On the right, the superior lobar bronchus branches off the principal bronchus before the later enters the hilum. The remaining main stem intermediate bronchus, gives off, more distally, the middle lobe bronchus, which runs forward and downward. The intermediate bronchus continues as inferior lobar bronchus.The left principal bronchus gives off the superior lobar bronchus as soon as it has entered the hilum, and the remaining main stem becomes the bronchus of the inferior lobe.

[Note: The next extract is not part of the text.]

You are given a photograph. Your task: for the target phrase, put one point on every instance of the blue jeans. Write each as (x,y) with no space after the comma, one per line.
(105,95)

The figure 5 A shows six different positions (which will be discussed in later part of chapter) of imaging by Endobronchial ultrasound. 1 Imaging from the upper trachea, 2. Imaging from the lower trachea, 3. Imaging from the right main bronchus, 4. Imaging from Intermediate bronchus, 5. Imaging from upper part of left bronchus, 6. Imaging from the distal part of left bronchus. Fig. B. to F shows the relationship of parabonchial& vascular structures to trachea. Fig. B relationship of tracheobronchial tree to esophagus. Fig. C. relationship of tracheobronchial tree to azygos vein and superior vena cava. Fig. D. relationship of tracheobronchial tree to arch of aorta. Fig. E. relationship of tracheobronchial tree to pulmonary trunk and the two branches of pulmonary trunk. Fig. F. relationship of tracheobronchial tree to left atrium and the draining veins of the left atrium.
4.3. The right bronchus
The right bronchus passes behind the ascending aorta and the superior vena cava towards the root of lung. Two structures are related to anterior wall of right main bronchus, in the upper part the ascending aorta lies anteromedially and the superior vena cava is placed anterolaterally. The right pulmonary artery lies in close relationship with the intermediate bronchus. The right pulmonary artery initially lies first below and medial to intermediate bronchus, then in front of it and finally lies lateral and behind the intermediate bronchus. The azygos vein lies behind the right bronchus for some length and then arches over it to drain into superior vena cava.
4.4. The left bronchus
The left bronchus, in its course toward the hilus, passes through the loop formed by the arch of the aorta, emerging from behind the ascending aorta and passing downward and to the left in front of the descending aorta before it enters the lung. Two structures are placed in anterior wall of left bronchus. The arch of aorta lies close to upper part of left main bronchus and the left pulmonary artery ascends over its anterior surface just distal to the arch of the aorta.
4.5. The root of lung and pulmonary ligament
The roots of the lungs are posterior to the upper part of the pericardial sac. Most posterior in the upper part of each root is the bronchus, in front of it are the pulmonary artery and, in an even more anterior plane, the superior pulmonary vein. The arrangement of the pulmonary artery, pulmonary vein and bronchus in right and left lung root is slightly different. The left pulmonary artery is located above, rather than directly in front of, the left bronchus.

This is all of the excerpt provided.